Needless to say, you’d be hard pressed to find someone who isn’t aware of Disney films, and you’d probably encounter equal difficulty trying to find someone who hasn’t heard of (or fantasized about being) a Disney princess. Whether you always wanted to be a mermaid, like Ariel, or were incredibly studious like Belle, Disney princesses offer up the opportunity for young children – and girls in particular – to form a sense of identification with the characters and inspiration from them. Arguably, the most popular princesses take the form of: Belle, Ariel, Cinderella, Aurora, Snow White and Jasmine.
Whilst Disney has had extraordinary success with these princesses, Jasmine was the first princess where Disney deviated from their white princess preference, and introduced the world to a princess of colour – notably from the Middle East. Of course, Disney has had some success with other racially and ethnically diverse princesses since then, such as Mulan, Pocahontas and Tiana, there is still an adherence to white princesses in general; Merida, Rapunzel, Anna, Elsa, to name a few.
Even when Disney has focused on princesses of colour, like Jasmine, the emphasis has never been on racial issues, different cultures or even with displaying princesses with accents (Merida and Tiana are the only princesses I can think of with distinct accents – and these are still Western, although Mulan might suffice).

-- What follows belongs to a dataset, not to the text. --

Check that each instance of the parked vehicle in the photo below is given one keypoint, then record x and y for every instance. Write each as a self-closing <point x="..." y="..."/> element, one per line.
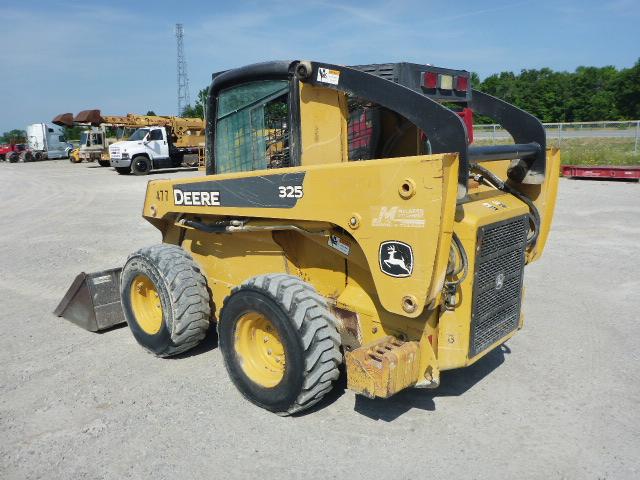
<point x="151" y="148"/>
<point x="47" y="141"/>
<point x="15" y="152"/>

You need only look at Jasmine herself to notice her pristine American accent, stereotypical Arabian clothing and seemingly no connection to her own culture or the inclusion of said culture to the structure of the plot, with mysticism, magic, and men more central to the film. Mulan attempted to rectify this with an Asian princess portrayal, but still fell short and succumbed to stereotypes, whilst never seeming to get the recognition she deserves in popular media or indeed in the Disney company itself (i.e. you can only ‘meet’ Mulan in EPCOT in Disney World, unlike other princesses who are available in Magic Kingdom).
2009’s Tiana seemed to be a shining progressive beacon of light for Disney and society – the first black Disney princess – and expectations were high. But whilst Tiana’s personality and hard work ethic were admirable, Tiana’s community was criticised for its lack of racial issues, and the whole frog analogy seemingly relating people of colour to animals (in this case, frogs, although I’ll let you be the judge of that one). Following on from Tiana, we had a slew of white – but arguably somewhat culturally diverse – princesses, from the Scottish Merida to the Norwegian Anna and Elsa and then finally, seven years later, we have the first Polynesian Disney princess: Moana.

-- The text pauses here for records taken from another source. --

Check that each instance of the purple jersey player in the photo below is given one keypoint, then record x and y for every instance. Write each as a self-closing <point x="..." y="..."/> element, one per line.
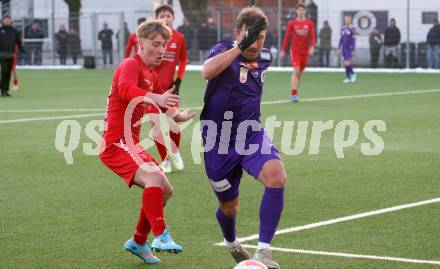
<point x="237" y="141"/>
<point x="347" y="43"/>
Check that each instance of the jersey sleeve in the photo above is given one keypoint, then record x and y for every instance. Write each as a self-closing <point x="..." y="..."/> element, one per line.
<point x="312" y="35"/>
<point x="219" y="48"/>
<point x="287" y="36"/>
<point x="183" y="59"/>
<point x="129" y="47"/>
<point x="128" y="80"/>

Whilst this is a somewhat taxing journey, and the fact that Moana isn’t exactly Disney’s first Hawaiian influenced character (Lilo takes that particular biscuit), it is a sign that perhaps Disney is ready to experiment with culture and racial representation again, with some of the trailers even hinting at a Polynesian accent and traditional pronunciation of certain words.
Disney is such a globally influential and conglomerate company which has the ability to empower young people, whilst offering up much needed representation, and that is why this move to a potentially more culturally diverse princess is so important, as it will pave the way for more inclusive representations of cultures from around the world, promoting cultural and racial acceptance. And hey, we all need a bit of that right now.